Search code examples
pythonazuredatabricksazure-databricks

Group by value within range in Azure Databricks


Consider following data:

EventDate,Value
1.1.2019,11
1.2.2019,5
1.3.2019,6
1.4.2019,-15
1.5.2019,-20
1.6.2019,-30
1.7.2019,12
1.8.2019,20

I want to create groups of when these values are within thresholds:

 1. > 10
 2. <=10 >=-10
 3. >-10

The result should be with start and end of values in a certain state:

1.1.2019, 1.1.2019, [11]
1.2.2019, 1.3.2019, [5, 6]
1.4.2019, 1.6.2019, [-15, -20, -30]
1.7.2019, 1.8.2018, [12, 20]

I believe the answer is within the window function, but I am fairly new to databricks and I can't understand how to use it (yet).

Here is a working (python) solution based on looping through the dataframe as a list, however I would prefer a solution that works directly on the dataframe for performance.

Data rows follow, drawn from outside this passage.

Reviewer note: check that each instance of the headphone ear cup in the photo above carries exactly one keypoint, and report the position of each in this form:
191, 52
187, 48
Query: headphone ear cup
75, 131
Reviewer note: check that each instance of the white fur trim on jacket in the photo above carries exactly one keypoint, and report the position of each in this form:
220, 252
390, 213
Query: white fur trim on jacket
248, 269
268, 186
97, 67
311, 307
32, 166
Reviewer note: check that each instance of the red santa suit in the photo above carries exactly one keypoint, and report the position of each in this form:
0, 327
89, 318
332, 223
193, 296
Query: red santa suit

from pyspark.sql.functions import *
import pandas as pd
STATETHRESHOLDCHARGE = 10
list = [{"eventDateTime":x["EventDate"], "value":x["Value"]} for x in dataframe.sort(dfArrayOneCast.EventDate).rdd.collect()]
cycles = []
previous = None
for row in list:
  currentState = 'charge'
  if row["value"] < STATETHRESHOLDCHARGE and row["value"] > (STATETHRESHOLDCHARGE * -1):
    currentState = 'idle'
  if row["value"] <= (STATETHRESHOLDCHARGE * -1):
    currentState = 'discharge'

  eventDateTime = row["eventDateTime"]
  if previous is None or previous["state"] != currentState:
    previous = {"start":row["eventDateTime"], "end":row["eventDateTime"], "values":[row["value"]], "timestamps":[row["eventDateTime"]], "state":currentState}
    cycles.append(previous)
  else:
    previous["end"] = row["eventDateTime"]
    previous["values"].append(row["value"])
    previous["timestamps"].append(row["eventDateTime"])

display(cycles)

Solution

  • Assuming you have above data in df data frame, let's take this piece by piece

    from pyspark.sql.functions import col, last, lag, udf, when, collect_list
    from pyspark.sql.types import StringType
    value = 'value'
    date = 'EventDate'
    valueBag = 'valueBag'
    
    def bagTransform(v):
      if v > 10:
        return 'charging'
      elif v < -10:
        return 'discharging'
      else:
        return 'idle'
    
    bagTransformUDF = udf(bagTransform, StringType())  
    
    withBaggedValue = df.withColumn(valueBag, bagTransformUDF(col(value)))
    

    So first we bagged values into ranges as you declared, now we can use lag to move a window over previous value:

    from pyspark.sql import Window
    windowSpec = Window.orderBy(date)
    prevValueBag = 'prevValueBag'
    bagBeginning = 'bagBeginning'
    
    withLag = (withBaggedValue
      .withColumn(prevValueBag, lag(withBaggedValue[valueBag]).over(windowSpec)))
    

    Now the fun part starts: we detect change points and temporarily assign there current event date or null:

    withInitialBeginnings = withLag.withColumn(bagBeginning, when((col(prevValueBag) != col(valueBag)) | col(prevValueBag).isNull(), col(date)).otherwise(None))
    

    and fill them in using last found value

    withFilledBeginnings = (withInitialBeginnings.withColumn(bagBeginning, 
                     last(col(bagBeginning), ignorenulls=True)
                     .over(windowSpec)))
    display(withFilledBeginnings)
    

    results table with that set we can simply aggregate over starting point

    aggregate = withFilledBeginnings.groupby(col(bagBeginning)).agg(collect_list(value))
    
    display(aggregate)
    

    aggregated results

    If you also need the end date you can do similar preprocessing using pyspark.sql.functions.lead which works symmetrically to last but in forward direction.